Tennis: V Williams struggles, Nadal cruises

Fuzz flies off the tennis ball as Rafael Nadal of Spain returns a shot to Gilles Simon of France at the US Open tennis tournament in New York. (AP Photo/Kathy Willens)
Fuzz flies off the tennis ball as Rafael Nadal of Spain returns a shot to Gilles Simon of France at the US Open tennis tournament in New York. (AP Photo/Kathy Willens)
Venus Williams struggled to a 7-6 (3), 6-3 victory over 16th-seeded Shahar Peer, while No. 2 Kim Clijsters cruised to a comfortable fourth-round win against Ana Ivanovic on the second straight windy day at the US Open.

Williams got only 48 percent of her first serves in at the Arthur Ashe Stadium. She faced six break points and lost three. She squandered five chances to wrap up the first set in a 22-point 12th game. As for her dress - a red "daytime" version of the black, sequined number she wore two nights previously - well, she spent much of the match tugging at it to keep it at barely high-thigh level.

"No," she said when asked if the dress bothered her. "The only thing that bothered me was when I didn't win the point, I think. That was it."

After the Williams match, No. 1 Rafael Nadal took the court and experienced no such trouble. He faced only one break point - and saved it, in the final game - in a 6-4, 6-4, 6-2 victory over Frenchman Gilles Simon. Nadal has gone 46-for-46 in service games through his first three U.S. Open matches.

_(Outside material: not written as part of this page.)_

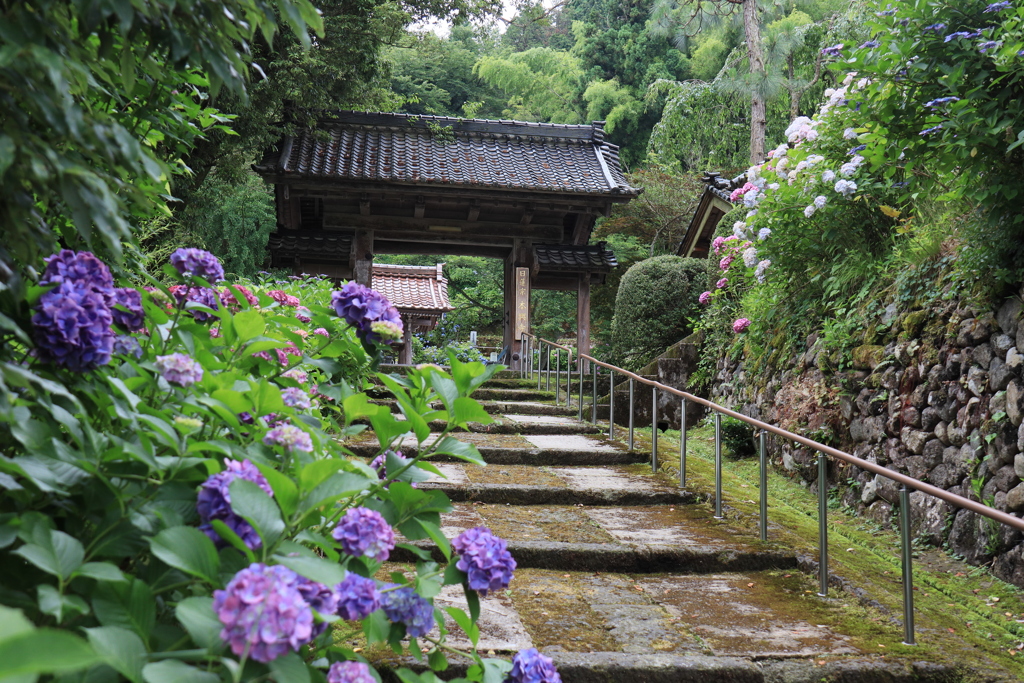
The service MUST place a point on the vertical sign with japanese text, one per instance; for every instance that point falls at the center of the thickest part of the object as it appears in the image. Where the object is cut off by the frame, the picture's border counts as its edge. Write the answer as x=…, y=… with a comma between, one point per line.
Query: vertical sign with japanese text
x=521, y=303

In the fourth round, Nadal will play No. 23 Feliciano Lopez, who won when Sergiy Stakovshy retired with a toe injury. No. 10 Gil Ferrer and No. 8 Fernando Verdasco also advanced - meaning all four players left in Nadal's section of the draw are Spaniards.

Williams' next match is a quarterfinal against No. 6 Francesca Schiavone, who had few problems in a 6-3, 6-0 win over 20th-seeded Anastasia Pavlyuchenkova.

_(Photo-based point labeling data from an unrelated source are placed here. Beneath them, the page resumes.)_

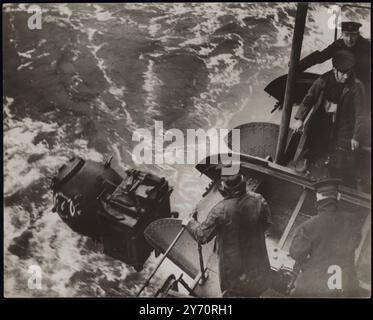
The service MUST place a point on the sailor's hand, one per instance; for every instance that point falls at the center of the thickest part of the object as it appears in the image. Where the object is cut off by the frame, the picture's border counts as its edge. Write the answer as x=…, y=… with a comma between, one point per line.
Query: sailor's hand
x=354, y=144
x=185, y=221
x=194, y=215
x=298, y=125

Williams will probably need to play better to get past Schiavone after a match in which the two-time champion looked more like someone who was trying to find her form - which she is after missing most of August with an injured left kneecap - than someone breezing her way through the draw.

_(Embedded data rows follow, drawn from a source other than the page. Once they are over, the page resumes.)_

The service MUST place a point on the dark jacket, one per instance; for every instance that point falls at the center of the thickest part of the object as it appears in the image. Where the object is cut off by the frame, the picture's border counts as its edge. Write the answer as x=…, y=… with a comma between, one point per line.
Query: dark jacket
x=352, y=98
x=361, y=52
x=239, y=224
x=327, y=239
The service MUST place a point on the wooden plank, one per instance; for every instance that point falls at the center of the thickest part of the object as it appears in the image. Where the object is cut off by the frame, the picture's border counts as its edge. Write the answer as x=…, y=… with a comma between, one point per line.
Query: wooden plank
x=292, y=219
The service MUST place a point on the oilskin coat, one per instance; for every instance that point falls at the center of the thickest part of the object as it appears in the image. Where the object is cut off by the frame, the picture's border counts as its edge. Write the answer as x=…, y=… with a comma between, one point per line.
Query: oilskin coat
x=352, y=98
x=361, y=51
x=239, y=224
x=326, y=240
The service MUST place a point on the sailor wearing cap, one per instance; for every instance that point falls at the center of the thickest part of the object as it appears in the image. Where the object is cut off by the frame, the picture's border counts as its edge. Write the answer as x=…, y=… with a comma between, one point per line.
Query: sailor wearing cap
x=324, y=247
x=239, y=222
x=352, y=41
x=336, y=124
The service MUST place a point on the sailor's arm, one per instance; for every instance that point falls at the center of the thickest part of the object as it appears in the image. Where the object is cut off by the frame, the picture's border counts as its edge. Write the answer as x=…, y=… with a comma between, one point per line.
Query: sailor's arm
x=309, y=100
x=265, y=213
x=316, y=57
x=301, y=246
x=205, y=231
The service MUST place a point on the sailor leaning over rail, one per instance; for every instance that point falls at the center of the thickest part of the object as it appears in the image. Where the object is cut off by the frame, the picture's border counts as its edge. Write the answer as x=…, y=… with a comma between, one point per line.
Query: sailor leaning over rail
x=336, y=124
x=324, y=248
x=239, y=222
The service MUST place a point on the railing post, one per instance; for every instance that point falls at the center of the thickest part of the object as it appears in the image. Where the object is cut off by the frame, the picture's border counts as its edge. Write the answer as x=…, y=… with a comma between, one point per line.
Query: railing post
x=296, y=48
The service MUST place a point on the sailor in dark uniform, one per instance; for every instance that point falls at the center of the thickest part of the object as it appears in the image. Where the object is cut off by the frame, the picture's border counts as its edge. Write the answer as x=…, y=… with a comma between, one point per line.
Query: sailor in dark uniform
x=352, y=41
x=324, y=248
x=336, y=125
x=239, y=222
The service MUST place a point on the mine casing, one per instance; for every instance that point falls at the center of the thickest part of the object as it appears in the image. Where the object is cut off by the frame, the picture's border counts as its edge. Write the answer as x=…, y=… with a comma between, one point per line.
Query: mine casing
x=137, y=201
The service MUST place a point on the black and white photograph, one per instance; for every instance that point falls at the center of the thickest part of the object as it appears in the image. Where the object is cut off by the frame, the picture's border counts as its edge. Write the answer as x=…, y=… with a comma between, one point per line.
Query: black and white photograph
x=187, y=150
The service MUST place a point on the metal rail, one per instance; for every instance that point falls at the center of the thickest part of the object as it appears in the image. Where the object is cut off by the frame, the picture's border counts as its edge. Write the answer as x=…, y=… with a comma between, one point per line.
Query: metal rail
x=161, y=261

"We always have had very competitive matches, so I know it's not going to be something I just walk through when I play against her," Williams said. "I have to stay focused and ready to take every point or else she will. It was a good challenge."

Williams' next match is a quarterfinal against No. 6 Francesca Schiavone, who had few problems in a 6-3, 6-0 win over 20th-seeded Anastasia Pavlyuchenkova.

Serving intelligently and handling Williams' power, Peer was surprisingly game, even though she fell to 0-6 lifetime against Williams and has yet to win a set. Trailing 6-5 and serving to stay in the first set, Peer staved off five set points before finally winning a game that took more than 12 minutes.

But Williams overpowered her in the tiebreaker to wrap up a first set that took 1 hour, 8 minutes.

"It's not new that I'm trying to win and fighting for every ball and hanging in there every point," Peer said. "But I do think it can give me more for the future, because every time I played Venus I had tough time and she was always kind of killing me every match."

While Williams is the only American woman left in the draw, the men have a number of options. No. 20 Sam Querrey pulled off a mild third-round upset, defeating No. 14 Nicolas Almagro 6-3, 6-4, 6-4. No. 18 John Isner had a match later Sunday against 12th-seeded Russian Mikhail Youzhny. And No. 19 Mardy Fish plays his fourth-round match Monday against No. 3 Novak Djokovic.

Other men's winners Sunday included No. 10 David Ferrer, who beat fellow Spaniard Daniel Gimeno-Traver in straight sets, and No. 8 Fernando Verdasco, a four-set winner over 31st-seeded David Nalbandian. It took 39 minutes to compete the first five games of the Verdasco-Nalbandian match.